The world of finance seems to focus more on a short-term horizon than on long-term investment returns. Driven by the need for positive performances in three, six months or one year, funds look for loopholes not to miss opportunities that could make their clients happy.

The European energy transformation will last thirty years. Maybe more, but the direction hasn’t changed. On the contrary, the targets are revised up every time there’s an external shock: from the Green Deal to Next Generation EU when the Covid-19 pandemic started, to Fit for 55 and finally Repower EU after the invasion of Ukraine. Incidental circumstances are like market trends: a bear market can last one or two years, but if one were to bet systematically on a down trending market, in the long run they would probably only lose money. Europe is firmly convinced of this structural change: as Ursula von der Leyen underlined, Europe should take the current crisis as an opportunity to push ahead, rather than going back to the dirty fossil fuels. Oil companies know that, too, and will use the huge cashflows generated by the current oil price to accelerate on a transformation that is unavoidable.

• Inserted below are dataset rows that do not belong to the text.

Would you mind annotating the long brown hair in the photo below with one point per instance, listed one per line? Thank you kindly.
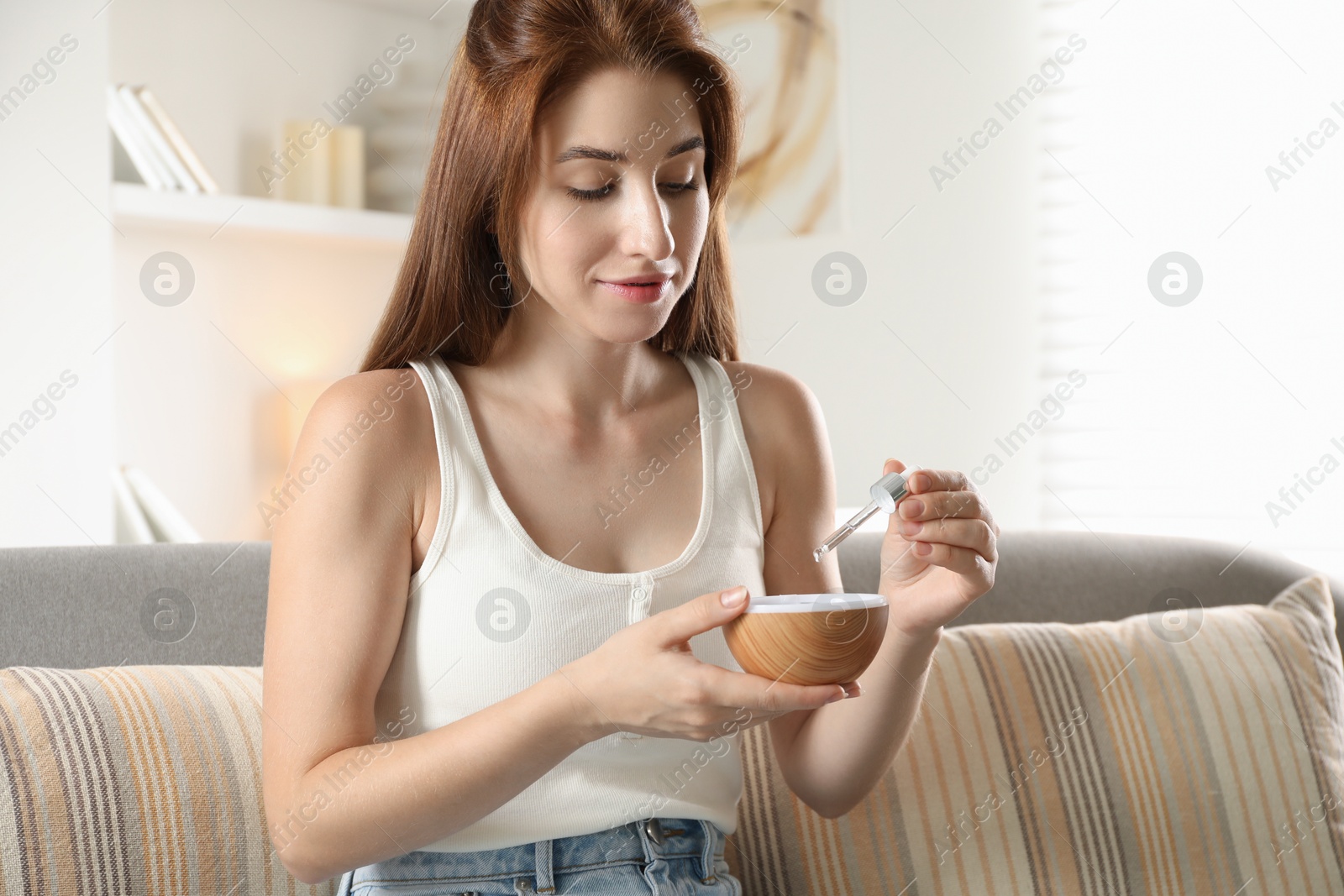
(459, 280)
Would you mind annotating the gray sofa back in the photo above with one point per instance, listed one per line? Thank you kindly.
(78, 607)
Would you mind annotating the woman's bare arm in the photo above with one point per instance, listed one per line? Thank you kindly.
(336, 795)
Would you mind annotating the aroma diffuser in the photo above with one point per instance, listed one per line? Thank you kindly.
(808, 638)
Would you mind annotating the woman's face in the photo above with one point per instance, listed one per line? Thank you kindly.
(609, 203)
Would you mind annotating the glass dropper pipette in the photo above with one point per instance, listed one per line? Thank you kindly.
(886, 493)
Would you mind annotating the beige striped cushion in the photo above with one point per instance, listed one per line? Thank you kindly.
(1210, 766)
(138, 779)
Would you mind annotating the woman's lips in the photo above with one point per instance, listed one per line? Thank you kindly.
(640, 295)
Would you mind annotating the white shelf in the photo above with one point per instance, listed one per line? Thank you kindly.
(140, 207)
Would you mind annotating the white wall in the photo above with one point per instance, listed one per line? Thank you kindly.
(956, 280)
(54, 277)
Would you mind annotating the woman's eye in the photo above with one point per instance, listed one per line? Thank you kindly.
(602, 192)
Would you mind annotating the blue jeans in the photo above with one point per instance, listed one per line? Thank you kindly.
(660, 856)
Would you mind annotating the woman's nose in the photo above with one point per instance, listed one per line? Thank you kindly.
(647, 228)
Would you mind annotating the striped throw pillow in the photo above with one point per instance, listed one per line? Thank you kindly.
(134, 779)
(1171, 752)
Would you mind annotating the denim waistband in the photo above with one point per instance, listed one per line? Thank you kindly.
(635, 842)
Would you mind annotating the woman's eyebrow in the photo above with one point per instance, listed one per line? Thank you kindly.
(606, 155)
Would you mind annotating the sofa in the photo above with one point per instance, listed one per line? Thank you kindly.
(105, 647)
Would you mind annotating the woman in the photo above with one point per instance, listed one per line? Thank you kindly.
(486, 669)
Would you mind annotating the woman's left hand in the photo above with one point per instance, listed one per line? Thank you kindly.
(940, 551)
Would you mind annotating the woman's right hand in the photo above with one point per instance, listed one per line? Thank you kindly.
(645, 680)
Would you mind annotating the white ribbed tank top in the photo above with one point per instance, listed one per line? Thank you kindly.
(490, 614)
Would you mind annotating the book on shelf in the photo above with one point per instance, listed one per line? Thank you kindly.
(154, 143)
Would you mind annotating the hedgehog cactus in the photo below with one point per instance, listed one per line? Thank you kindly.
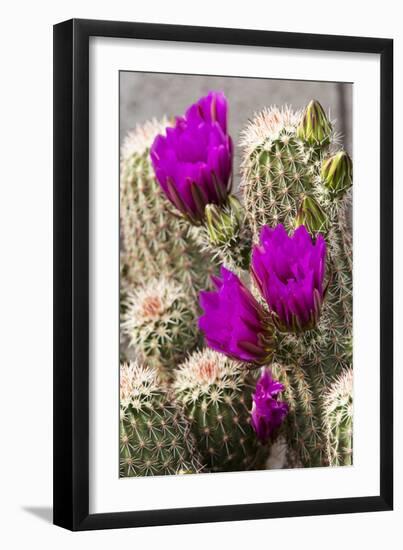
(289, 177)
(160, 322)
(155, 240)
(339, 420)
(216, 394)
(154, 436)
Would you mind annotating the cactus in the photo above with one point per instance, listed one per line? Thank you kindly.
(216, 394)
(226, 235)
(160, 322)
(155, 239)
(154, 436)
(339, 420)
(284, 182)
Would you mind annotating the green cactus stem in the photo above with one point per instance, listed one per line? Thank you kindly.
(216, 394)
(155, 240)
(339, 420)
(283, 155)
(160, 322)
(155, 438)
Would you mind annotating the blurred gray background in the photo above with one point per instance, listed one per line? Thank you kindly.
(147, 95)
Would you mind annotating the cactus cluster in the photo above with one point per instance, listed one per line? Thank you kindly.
(290, 173)
(155, 438)
(216, 395)
(268, 366)
(155, 240)
(339, 420)
(160, 322)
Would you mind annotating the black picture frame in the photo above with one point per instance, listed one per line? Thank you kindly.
(71, 274)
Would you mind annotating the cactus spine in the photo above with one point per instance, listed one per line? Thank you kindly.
(282, 183)
(155, 240)
(160, 322)
(339, 420)
(154, 436)
(216, 394)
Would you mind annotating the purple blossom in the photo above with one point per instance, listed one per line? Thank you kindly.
(233, 322)
(193, 161)
(267, 412)
(289, 272)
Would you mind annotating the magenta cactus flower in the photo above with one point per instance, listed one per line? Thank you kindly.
(234, 323)
(289, 272)
(267, 412)
(193, 161)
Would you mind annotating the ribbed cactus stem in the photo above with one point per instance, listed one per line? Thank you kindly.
(282, 183)
(338, 404)
(155, 438)
(216, 394)
(156, 241)
(160, 323)
(226, 235)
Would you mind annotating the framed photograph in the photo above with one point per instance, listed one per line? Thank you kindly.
(223, 240)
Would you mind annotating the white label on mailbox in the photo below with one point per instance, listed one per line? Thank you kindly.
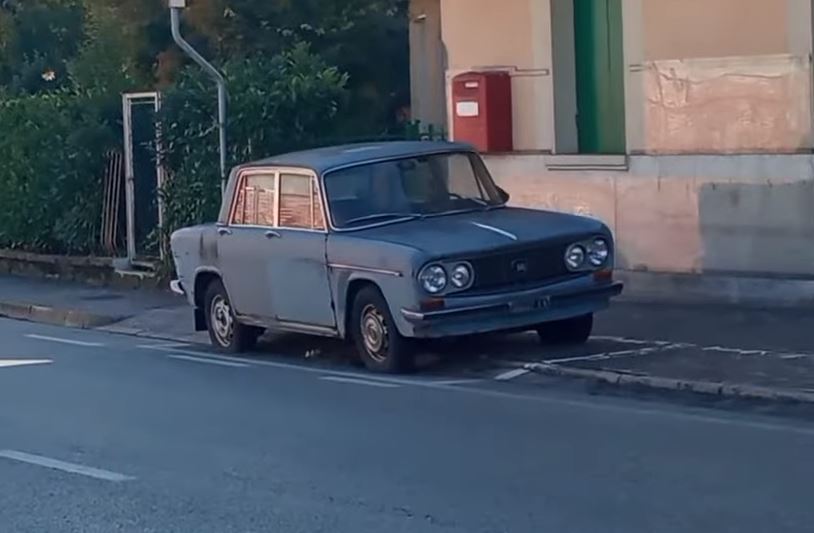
(467, 109)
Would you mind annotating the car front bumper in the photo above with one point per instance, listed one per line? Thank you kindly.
(512, 310)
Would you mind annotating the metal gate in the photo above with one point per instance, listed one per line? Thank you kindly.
(144, 178)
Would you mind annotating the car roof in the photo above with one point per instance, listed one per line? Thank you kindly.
(322, 160)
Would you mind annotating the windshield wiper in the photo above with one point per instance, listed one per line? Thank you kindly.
(377, 216)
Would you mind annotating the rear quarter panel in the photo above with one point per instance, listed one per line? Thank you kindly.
(194, 250)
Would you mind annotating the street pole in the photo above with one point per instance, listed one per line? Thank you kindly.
(175, 23)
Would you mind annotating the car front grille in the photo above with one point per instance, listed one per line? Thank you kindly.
(522, 266)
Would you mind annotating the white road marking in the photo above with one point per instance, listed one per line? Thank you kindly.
(558, 402)
(317, 370)
(164, 346)
(64, 341)
(354, 381)
(512, 374)
(7, 363)
(208, 361)
(72, 468)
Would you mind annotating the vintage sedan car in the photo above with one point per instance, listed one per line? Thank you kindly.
(384, 243)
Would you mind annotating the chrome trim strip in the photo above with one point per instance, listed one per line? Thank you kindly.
(610, 290)
(339, 266)
(415, 315)
(499, 231)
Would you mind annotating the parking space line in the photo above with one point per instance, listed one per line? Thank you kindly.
(71, 468)
(354, 381)
(61, 340)
(208, 361)
(511, 374)
(7, 363)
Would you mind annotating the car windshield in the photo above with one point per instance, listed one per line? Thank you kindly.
(414, 187)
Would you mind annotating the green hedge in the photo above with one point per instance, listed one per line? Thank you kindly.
(52, 150)
(277, 104)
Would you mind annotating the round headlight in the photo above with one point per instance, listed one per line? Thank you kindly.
(461, 275)
(575, 257)
(433, 279)
(598, 252)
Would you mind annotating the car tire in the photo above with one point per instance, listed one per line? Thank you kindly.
(226, 333)
(378, 342)
(571, 331)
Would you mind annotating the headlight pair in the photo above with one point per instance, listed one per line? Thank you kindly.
(435, 278)
(594, 253)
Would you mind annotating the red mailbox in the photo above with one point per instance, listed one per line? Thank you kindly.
(482, 110)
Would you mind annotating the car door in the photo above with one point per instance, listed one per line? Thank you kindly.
(297, 268)
(243, 244)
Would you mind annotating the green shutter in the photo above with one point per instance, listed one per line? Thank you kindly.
(600, 76)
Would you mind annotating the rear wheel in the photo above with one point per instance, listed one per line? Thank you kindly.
(225, 332)
(571, 331)
(378, 342)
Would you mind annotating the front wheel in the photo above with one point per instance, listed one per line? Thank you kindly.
(225, 332)
(381, 347)
(571, 331)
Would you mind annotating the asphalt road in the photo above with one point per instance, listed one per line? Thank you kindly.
(106, 433)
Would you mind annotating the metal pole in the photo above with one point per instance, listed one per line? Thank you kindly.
(175, 24)
(129, 178)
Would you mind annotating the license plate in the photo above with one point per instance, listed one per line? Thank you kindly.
(535, 304)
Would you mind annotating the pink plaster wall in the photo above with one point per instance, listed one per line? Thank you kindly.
(727, 105)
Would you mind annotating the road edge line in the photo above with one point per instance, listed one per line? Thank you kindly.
(707, 388)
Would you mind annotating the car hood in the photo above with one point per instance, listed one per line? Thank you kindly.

The same holds for governments that now fall back to coal-powered stations: in Germany the announcement came from Habeck, the minister for Economic Affairs and Climate Action, a member of the Green Party. A supporter of clean energy forced to such a decision by the sudden 40% reduction in Russian gas supplies, that made untenable an already difficult situation. Untenable today, that is: but what will happen when the emergency will end?

The point is that if private investments don’t go along with public incentives, certainly the energy transformation will slow down. Finance must give its own contribution during this difficult period, and the returns will come, even for those energies that are now unprofitable.

Going back to the case of hydrogen, for example, we could say that ten years ago even residential solar panels was unprofitable. In Italy it would have costed 30 thousand Euros and the energy savings alone were not enough to offset it. With public incentives, however, one would have gained almost 90 thousand Euros in 20 years.

Green hydrogen is similarly unprofitable today, given its costs, but thanks to ever more ambitious targets set by EU in terms of green electrolytes (from less than 1GW today to 6GW in the Green Deal, to 17.5GW in the RepowerEU by 2025), one can hope in considerable public incentives.

Today, residential solar panels in Italy cost around 10 thousand Euros and with current electricity prices one could save up to 1500 Euros per year. Even without considering the incentives for building renovations, it’s an investment that returns 3x in 20 years: a respectable 7.2% per year. The same will happen with hydrogen, that EU will support until it will be strong enough to become profitable per se.

Those who invest in the energy transformation, announced as the biggest revolution after the industrial one two centuries ago, cannot simply look one or two years ahead but should have more foresight and conviction that a more sustainable future is possible. Otherwise, we know already how it will end.